Song Huiyao Jigao
- Editor: Xu Song et al.
- Author: Zhang Dexiang; Wang Gui; Cai You; Yu Yunwen; Liang Kejia; Wang Huai; Jing Tang; Shi Miyuan; and others;
- Language: Classical Chinese
- Publication place: Qing dynasty (documents from Song dynasty)

= Song Huiyao Jigao =

Qing dynasty collection of Song dynasty writings

Song Huiyao Jigao ('Song Government Manuscript Compendium') is a Qing dynasty collection of Song dynasty writings on Song government, edited by Xu Song and others who extracted the manuscripts in part from the Ming dynasty Yongle Encyclopedia (1408).

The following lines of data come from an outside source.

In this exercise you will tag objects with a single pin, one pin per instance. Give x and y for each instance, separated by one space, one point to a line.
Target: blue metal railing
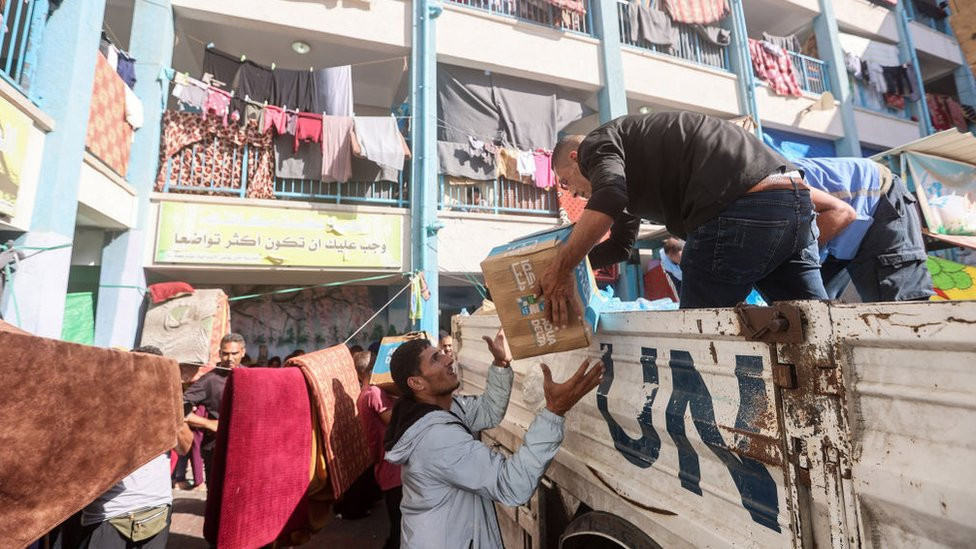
811 72
533 12
867 99
498 196
193 179
691 46
15 29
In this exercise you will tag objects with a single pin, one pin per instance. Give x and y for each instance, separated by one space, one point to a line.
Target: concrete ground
187 529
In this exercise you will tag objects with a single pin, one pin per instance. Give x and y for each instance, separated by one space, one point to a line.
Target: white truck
804 424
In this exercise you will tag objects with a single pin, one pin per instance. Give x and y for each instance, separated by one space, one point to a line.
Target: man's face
570 178
438 371
447 345
231 354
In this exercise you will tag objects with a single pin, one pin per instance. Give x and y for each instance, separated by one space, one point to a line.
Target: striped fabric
703 12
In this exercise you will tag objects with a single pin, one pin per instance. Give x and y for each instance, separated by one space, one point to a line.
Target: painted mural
315 318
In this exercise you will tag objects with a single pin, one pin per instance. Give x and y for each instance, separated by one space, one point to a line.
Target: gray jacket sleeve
488 410
456 458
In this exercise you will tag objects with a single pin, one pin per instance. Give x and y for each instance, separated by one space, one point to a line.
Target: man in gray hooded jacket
450 478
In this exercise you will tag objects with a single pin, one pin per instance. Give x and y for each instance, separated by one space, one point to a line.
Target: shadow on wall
277 324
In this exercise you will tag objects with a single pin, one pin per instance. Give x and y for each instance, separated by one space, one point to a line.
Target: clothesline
209 45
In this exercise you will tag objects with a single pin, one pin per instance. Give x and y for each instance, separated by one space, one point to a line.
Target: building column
907 54
613 95
62 86
423 131
119 295
828 46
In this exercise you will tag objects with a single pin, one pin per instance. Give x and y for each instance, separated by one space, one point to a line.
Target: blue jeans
765 239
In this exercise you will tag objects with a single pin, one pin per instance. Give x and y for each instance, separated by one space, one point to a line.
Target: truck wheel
599 530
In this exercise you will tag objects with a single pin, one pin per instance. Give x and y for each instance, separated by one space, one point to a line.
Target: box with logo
512 274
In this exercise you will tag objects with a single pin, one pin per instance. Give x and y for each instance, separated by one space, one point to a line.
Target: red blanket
262 459
334 388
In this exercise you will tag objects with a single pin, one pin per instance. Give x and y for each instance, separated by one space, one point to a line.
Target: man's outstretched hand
557 289
561 397
499 349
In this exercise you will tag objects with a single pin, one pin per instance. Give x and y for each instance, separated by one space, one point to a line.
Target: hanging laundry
333 91
200 152
221 65
508 165
714 35
455 159
526 164
134 112
127 69
875 76
650 24
773 65
336 148
380 140
255 82
896 80
308 128
108 136
305 163
273 117
788 42
703 12
544 177
294 89
218 103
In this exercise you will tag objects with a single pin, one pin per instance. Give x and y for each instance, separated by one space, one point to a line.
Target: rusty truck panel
807 424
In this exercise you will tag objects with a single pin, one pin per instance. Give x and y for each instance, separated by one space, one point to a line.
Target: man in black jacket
744 210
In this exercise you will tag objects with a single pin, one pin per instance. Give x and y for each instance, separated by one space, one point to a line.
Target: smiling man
745 212
450 478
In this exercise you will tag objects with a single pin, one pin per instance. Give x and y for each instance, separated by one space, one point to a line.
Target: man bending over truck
882 247
744 211
450 478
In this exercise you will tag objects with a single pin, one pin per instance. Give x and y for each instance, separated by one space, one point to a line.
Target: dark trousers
105 536
392 499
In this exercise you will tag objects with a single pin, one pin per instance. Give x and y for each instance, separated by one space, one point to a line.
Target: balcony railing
15 31
867 99
498 196
691 46
536 12
811 72
351 192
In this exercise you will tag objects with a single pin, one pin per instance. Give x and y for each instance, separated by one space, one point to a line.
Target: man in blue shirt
882 247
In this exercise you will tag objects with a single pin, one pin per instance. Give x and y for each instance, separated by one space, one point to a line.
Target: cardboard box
381 369
512 274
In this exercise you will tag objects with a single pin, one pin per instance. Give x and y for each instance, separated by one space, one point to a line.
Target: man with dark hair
450 478
136 512
744 210
375 409
208 390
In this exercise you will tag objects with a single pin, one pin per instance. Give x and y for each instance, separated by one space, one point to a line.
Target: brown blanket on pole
76 420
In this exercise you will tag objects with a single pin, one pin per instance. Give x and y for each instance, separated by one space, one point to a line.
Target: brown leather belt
779 182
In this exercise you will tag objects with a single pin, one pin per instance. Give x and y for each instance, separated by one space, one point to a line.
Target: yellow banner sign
257 235
14 132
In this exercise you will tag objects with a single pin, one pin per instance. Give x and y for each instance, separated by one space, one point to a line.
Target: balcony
811 72
690 46
541 13
498 196
15 31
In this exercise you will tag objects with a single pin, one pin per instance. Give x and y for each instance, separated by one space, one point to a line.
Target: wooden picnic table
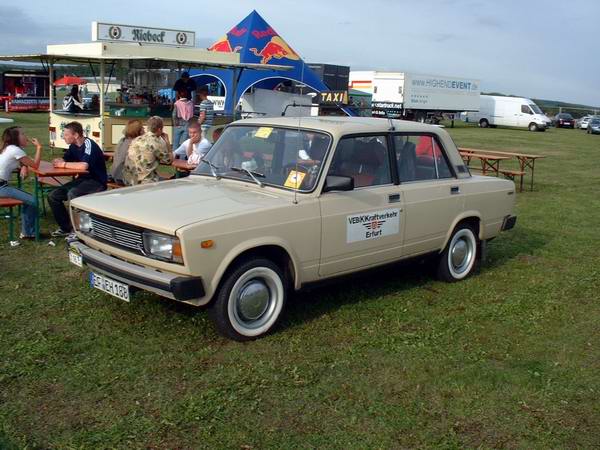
488 162
526 161
47 170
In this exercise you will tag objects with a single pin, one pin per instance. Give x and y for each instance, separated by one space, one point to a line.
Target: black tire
240 310
452 264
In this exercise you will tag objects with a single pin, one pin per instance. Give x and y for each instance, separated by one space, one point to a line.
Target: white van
508 112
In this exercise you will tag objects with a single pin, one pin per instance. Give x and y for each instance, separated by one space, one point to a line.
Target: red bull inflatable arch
256 42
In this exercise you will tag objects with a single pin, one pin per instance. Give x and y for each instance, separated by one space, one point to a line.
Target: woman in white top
12 157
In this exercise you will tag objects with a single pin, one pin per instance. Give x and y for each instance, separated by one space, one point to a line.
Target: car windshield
536 108
282 157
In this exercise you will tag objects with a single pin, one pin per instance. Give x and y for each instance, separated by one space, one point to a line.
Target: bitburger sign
142 35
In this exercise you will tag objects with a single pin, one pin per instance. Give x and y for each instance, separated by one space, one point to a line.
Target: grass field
509 358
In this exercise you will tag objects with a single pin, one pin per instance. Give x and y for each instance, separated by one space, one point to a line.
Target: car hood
170 205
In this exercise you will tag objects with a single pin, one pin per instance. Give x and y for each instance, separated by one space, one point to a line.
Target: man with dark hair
207 110
83 153
146 153
185 83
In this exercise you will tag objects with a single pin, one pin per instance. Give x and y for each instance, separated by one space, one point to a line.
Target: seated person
146 152
133 129
83 153
194 148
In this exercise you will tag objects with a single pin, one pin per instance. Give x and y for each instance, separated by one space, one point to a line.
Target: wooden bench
10 203
47 184
511 174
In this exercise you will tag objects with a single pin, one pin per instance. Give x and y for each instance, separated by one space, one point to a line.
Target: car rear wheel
250 300
459 258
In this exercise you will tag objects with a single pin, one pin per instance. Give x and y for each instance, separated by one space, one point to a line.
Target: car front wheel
459 258
250 300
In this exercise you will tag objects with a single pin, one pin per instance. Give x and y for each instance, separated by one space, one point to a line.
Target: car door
431 192
362 227
525 115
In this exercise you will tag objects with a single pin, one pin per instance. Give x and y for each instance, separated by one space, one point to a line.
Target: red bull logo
276 48
223 45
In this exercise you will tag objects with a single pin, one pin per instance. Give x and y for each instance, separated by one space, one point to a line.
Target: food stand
24 90
146 56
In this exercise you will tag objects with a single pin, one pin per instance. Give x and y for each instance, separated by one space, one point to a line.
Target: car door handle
393 198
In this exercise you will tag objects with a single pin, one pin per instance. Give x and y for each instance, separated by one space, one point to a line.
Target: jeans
69 191
28 210
179 135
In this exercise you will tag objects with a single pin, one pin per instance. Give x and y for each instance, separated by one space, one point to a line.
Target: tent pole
51 87
102 73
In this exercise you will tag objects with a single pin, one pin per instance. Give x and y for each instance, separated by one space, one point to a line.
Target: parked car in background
520 112
594 125
277 204
582 123
564 120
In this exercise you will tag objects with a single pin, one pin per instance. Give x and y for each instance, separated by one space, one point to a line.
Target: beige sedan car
281 203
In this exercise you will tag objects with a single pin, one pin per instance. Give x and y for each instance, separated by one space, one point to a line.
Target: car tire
250 300
459 258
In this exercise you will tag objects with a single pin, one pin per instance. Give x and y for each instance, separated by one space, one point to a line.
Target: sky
543 50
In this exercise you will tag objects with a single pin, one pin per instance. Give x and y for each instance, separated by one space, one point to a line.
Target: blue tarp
257 42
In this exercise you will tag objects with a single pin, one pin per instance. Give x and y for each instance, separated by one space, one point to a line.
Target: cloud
19 33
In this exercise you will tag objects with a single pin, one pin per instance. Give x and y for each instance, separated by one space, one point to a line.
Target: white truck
509 112
414 96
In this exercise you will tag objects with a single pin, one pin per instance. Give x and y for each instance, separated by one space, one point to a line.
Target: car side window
420 158
364 158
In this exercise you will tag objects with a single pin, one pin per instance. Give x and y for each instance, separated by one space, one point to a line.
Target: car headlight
162 246
82 221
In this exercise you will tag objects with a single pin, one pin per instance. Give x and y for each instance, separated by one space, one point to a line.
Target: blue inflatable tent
256 42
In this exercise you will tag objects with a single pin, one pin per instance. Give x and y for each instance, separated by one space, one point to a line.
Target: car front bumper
173 286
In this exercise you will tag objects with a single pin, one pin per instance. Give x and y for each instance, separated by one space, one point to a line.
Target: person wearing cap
185 83
207 109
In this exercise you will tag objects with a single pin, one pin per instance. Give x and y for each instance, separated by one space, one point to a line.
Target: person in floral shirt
145 154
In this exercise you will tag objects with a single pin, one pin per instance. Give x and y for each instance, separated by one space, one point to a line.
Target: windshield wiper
252 174
212 167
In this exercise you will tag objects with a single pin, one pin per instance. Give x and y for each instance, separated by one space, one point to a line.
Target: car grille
118 234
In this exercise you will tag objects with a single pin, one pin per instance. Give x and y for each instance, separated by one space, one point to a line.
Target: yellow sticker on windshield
294 179
264 132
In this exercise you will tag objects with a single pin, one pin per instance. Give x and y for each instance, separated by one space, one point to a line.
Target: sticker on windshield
294 179
263 132
372 225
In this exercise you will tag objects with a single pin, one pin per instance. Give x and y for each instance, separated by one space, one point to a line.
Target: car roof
338 125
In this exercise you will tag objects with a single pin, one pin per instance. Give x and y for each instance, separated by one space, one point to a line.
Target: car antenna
389 117
295 201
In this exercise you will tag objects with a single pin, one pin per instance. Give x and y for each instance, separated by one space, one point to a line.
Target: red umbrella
69 80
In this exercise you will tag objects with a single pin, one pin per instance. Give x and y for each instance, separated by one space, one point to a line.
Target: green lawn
508 358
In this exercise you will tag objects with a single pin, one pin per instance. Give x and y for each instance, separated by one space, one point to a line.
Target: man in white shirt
195 147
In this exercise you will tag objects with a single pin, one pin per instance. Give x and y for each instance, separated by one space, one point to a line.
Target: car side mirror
338 183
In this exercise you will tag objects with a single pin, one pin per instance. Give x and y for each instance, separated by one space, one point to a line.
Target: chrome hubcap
459 254
462 254
253 300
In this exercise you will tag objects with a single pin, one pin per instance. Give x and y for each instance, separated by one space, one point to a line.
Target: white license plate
109 286
75 258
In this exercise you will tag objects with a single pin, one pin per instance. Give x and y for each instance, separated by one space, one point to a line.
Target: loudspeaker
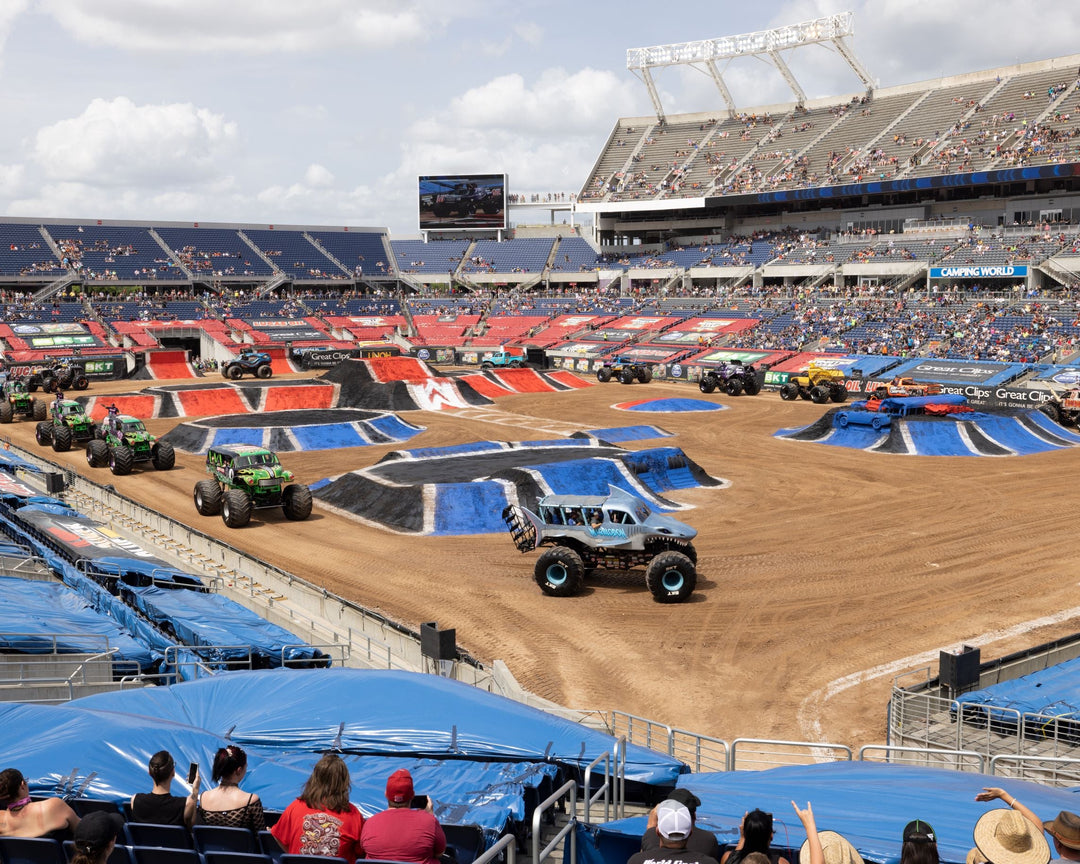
437 644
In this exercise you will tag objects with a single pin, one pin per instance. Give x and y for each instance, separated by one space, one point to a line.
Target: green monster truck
17 402
122 441
244 477
69 422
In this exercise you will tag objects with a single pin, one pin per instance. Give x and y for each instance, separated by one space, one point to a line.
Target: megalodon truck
618 530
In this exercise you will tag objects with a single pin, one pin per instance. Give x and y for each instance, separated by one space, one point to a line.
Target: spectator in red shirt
403 833
322 821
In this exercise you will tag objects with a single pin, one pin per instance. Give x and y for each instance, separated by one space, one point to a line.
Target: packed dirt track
823 571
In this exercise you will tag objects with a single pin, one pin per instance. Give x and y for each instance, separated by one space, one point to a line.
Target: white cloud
247 26
119 144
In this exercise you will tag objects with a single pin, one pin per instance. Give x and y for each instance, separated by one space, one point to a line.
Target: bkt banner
989 271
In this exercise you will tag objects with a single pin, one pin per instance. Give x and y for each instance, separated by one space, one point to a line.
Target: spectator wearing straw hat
700 839
1008 837
674 825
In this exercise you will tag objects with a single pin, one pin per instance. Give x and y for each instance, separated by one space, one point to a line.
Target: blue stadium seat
166 836
216 838
156 854
26 850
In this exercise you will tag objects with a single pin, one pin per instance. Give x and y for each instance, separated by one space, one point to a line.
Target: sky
324 111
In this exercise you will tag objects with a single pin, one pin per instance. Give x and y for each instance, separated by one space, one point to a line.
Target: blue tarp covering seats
369 711
1050 691
49 615
867 802
214 621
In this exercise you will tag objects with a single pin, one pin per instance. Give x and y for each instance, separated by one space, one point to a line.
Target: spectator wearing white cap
700 839
674 825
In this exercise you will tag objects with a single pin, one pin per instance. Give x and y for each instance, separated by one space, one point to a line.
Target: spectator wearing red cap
403 833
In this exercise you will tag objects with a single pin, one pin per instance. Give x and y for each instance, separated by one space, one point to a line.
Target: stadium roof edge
198 224
1064 63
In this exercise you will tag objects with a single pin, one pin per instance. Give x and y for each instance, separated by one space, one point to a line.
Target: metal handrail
540 854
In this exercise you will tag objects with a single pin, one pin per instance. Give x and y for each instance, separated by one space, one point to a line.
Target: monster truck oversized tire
121 459
559 571
163 456
97 454
671 577
207 497
235 509
296 501
62 439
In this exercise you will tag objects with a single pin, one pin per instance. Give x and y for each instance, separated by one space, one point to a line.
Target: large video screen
462 201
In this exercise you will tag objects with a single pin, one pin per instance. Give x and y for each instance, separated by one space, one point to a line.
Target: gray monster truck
585 532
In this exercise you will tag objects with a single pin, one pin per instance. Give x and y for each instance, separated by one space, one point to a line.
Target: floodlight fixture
765 44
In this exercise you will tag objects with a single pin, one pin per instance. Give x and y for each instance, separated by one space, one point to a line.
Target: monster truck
251 361
122 441
732 378
244 477
69 422
584 532
501 360
901 386
1064 407
16 402
817 383
625 370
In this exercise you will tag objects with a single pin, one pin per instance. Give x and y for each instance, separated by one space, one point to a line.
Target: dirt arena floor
824 572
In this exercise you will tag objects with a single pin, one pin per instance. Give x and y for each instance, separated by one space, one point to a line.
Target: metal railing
568 788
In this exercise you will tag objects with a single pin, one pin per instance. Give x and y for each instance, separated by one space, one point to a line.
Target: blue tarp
1050 691
214 621
49 615
867 802
392 713
66 750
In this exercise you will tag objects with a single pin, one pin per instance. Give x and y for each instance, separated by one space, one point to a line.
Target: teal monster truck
69 423
122 442
17 402
501 360
244 477
248 360
624 370
585 532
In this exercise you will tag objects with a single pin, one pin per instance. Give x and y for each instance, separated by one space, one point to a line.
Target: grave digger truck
818 383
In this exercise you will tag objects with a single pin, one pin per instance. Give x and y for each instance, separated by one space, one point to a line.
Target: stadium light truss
764 43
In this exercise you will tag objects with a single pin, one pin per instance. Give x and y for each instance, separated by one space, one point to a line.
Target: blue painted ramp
1055 429
1011 433
937 439
327 436
469 508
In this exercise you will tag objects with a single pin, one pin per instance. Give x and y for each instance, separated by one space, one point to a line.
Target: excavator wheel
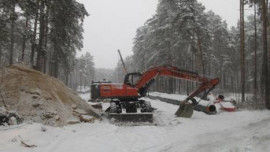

==Background and content==
During the reign of the Qing Jiaqing Emperor (r. 1796–1820), whilst compiling the Quan Tang Wen (全唐文), literally: Complete Literature of the Tang) academic Xu Song ordered the preparation of the Song Huiyao Jigao based on the Song Hui Yao (宋会要/宋會要, literally: Song Compendium) of the Yongle Encyclopedia and other sources. The entire work runs to 366 chapters and includes sections covering Imperial genealogy (帝系), wives and concubines (后妃), music (乐) Confucian Rites (礼), military attire (舆服), ceremonial procedure (仪制), divination (瑞异), divination (运历), Confucian honors〈崇儒), official appointments (职官), elections (选举), consumer goods (食货) crime and punishment (刑法) military matters (兵), territorial issues (方域), foreigners and barbarians (蕃夷) and Daoism and Buddhism (道释) as well as 17 other topics.

The book contains a large quantity of Imperial edicts and decrees as well as memorials and other documents relating to institutional mechanisms of the Song dynasty. Whilst not replacing the History of Song, the Song Huiyao Jigao is still a key document for research into the Song legal system.